Today’s Story: Chanin Wine Co.

Chanin Wine Co. was established in 2007 by winemaker Gavin Chanin, and his goal is to produce single vineyard Pinot Noir and Chardonnay from Santa Barbara County. Gavin selected the vineyards to source his fruit based on their organic (or at minimum sustainable) farming practices while also seeking older vines. The current vineyard selections include Sanford & Benedict in the Sta. Rita Hills, Los Alamos between the Santa Maria and Santa Ynez Valleys, Bien Nacido in the Santa Maria Valley, and Duvarita just west of the Sta. Rita Hills. Gavin eschews higher alcohol levels in his wines to foster balance and finesse, while practicing gentle winemaking methods and avoiding additives such as commercial yeasts, bacteria, and enzymes.
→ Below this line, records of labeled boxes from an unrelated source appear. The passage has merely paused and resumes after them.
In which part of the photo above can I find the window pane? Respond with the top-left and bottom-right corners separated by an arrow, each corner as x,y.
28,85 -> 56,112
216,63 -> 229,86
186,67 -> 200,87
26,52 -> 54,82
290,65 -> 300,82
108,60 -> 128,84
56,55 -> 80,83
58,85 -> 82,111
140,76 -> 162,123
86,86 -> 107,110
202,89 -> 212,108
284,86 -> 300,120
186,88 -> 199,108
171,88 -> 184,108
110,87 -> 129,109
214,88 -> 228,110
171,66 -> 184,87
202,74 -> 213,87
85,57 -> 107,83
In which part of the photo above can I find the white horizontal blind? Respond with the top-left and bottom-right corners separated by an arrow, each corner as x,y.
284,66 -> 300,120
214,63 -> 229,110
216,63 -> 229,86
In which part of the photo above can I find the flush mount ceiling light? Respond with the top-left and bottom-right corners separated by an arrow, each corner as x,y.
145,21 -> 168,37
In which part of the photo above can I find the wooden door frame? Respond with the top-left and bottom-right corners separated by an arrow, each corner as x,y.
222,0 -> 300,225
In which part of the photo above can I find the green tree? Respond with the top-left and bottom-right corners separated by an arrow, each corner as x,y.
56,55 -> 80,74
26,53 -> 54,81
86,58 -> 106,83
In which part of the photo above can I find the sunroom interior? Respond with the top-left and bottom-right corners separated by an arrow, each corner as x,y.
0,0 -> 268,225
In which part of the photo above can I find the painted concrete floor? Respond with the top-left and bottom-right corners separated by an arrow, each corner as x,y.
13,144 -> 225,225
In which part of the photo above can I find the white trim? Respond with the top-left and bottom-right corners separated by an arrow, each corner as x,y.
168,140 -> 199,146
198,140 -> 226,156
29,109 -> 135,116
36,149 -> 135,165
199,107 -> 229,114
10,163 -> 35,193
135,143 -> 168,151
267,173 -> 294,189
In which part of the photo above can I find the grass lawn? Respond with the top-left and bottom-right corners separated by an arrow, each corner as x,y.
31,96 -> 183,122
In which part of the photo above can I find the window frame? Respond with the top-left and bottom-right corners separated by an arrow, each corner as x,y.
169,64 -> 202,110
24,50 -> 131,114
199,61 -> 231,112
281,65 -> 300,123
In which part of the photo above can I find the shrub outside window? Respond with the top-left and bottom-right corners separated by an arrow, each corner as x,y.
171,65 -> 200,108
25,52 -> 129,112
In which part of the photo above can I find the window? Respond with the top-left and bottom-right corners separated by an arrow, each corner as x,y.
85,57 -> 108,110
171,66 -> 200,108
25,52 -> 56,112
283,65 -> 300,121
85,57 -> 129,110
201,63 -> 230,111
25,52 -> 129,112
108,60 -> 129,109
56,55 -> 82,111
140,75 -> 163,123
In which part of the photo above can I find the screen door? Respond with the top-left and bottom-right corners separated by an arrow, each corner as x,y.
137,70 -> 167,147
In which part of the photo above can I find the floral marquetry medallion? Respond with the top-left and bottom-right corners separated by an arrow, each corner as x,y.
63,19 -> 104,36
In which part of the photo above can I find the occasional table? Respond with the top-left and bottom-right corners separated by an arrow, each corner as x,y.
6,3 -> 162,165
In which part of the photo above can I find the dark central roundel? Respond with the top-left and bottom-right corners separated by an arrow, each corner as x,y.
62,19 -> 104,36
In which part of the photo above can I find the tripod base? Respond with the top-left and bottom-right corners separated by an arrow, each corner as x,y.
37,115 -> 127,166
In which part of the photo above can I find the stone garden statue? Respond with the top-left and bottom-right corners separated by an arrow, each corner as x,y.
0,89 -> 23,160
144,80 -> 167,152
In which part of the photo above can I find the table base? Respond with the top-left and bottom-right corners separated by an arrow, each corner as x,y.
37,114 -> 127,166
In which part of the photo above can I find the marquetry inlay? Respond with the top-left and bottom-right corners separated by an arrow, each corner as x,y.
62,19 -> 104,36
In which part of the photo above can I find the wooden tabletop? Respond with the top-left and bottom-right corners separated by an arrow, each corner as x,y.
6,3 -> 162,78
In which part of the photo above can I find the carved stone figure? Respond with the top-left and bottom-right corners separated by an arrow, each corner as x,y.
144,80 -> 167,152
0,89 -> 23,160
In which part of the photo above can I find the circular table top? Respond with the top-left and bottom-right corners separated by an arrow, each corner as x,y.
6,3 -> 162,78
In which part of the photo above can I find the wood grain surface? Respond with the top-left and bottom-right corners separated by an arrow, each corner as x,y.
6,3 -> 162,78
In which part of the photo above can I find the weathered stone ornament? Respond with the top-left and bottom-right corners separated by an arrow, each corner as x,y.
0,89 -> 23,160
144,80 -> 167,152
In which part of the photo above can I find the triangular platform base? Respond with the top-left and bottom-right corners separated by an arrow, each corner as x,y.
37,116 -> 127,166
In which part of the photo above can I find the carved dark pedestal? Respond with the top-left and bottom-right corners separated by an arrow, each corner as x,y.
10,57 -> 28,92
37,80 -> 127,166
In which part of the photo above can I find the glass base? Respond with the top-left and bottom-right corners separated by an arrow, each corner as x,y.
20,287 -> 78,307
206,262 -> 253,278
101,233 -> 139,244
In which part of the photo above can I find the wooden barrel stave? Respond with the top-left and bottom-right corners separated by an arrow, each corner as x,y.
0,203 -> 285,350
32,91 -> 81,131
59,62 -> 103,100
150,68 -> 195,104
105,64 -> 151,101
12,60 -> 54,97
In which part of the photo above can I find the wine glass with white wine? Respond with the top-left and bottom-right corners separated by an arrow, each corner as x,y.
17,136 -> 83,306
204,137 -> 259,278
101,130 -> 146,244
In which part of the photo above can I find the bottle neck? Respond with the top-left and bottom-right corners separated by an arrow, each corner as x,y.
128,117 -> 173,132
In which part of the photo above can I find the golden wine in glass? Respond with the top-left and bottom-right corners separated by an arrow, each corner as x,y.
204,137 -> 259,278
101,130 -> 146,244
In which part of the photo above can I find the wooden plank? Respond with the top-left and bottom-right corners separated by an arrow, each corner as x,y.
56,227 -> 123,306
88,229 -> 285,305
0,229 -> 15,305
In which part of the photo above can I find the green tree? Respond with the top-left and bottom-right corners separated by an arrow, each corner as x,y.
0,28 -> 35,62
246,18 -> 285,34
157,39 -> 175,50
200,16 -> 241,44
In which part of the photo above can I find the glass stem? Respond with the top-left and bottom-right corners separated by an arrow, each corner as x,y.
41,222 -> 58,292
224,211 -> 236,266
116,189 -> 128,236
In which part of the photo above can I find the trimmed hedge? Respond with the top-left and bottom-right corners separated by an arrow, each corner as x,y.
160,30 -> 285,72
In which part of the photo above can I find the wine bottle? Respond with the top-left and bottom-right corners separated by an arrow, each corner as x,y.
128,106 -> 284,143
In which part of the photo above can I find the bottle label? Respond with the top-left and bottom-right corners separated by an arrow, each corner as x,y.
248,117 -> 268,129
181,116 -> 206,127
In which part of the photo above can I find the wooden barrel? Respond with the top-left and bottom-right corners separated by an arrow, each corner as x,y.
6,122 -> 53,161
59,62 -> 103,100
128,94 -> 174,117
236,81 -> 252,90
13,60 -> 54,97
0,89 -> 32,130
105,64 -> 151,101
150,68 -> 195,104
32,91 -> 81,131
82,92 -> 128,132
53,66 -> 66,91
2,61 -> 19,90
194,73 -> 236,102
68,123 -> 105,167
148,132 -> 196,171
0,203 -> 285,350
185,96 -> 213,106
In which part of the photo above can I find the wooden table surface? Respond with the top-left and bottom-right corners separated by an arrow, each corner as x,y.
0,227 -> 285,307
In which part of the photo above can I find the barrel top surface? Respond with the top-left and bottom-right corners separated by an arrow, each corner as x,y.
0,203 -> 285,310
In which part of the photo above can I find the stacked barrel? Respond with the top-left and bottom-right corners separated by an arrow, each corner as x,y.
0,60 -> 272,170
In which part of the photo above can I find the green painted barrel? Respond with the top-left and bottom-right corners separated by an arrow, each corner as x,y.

All of Chanin’s wines are bottled unfiltered.

Fun Fact: The artwork featured on Chanin’s labels is Gavin’s own.

Today’s Wine: 2014 Duvarita Vineyard Pinot Noir

100% Pinot Noir; 13.28% ABV

The 2014 Duvarita Vineyard Pinot Noir is pale ruby in color and moderately transparent. Once this opens up, the nose showcases aromas of strawberry, red cherry, rosehip, leather, tobacco, loamy earth, smoked game, green herbs, and exotic spice. On the palate, this displays notes of bright red cherry, muddled strawberry, black raspberry, violet, worn leather, charred earth, stemmy underbrush, and cracked pepper. Light- to medium-bodied with a velvety mouthfeel, medium (+) acidity, medium (-) tannins, and a medium (+) length finish. 34 barrels produced.

Price: $50. Not really the style I was expecting, as this reminds me of a Kosta Browne or Williams Selyem, but this is certainly a delicious Pinot Noir. This is very well-made and the lower alcohol content does seem to help bring out the elegance and finesse of the wine. Pair this with seared tuna, grilled quail, or herb-roasted chicken.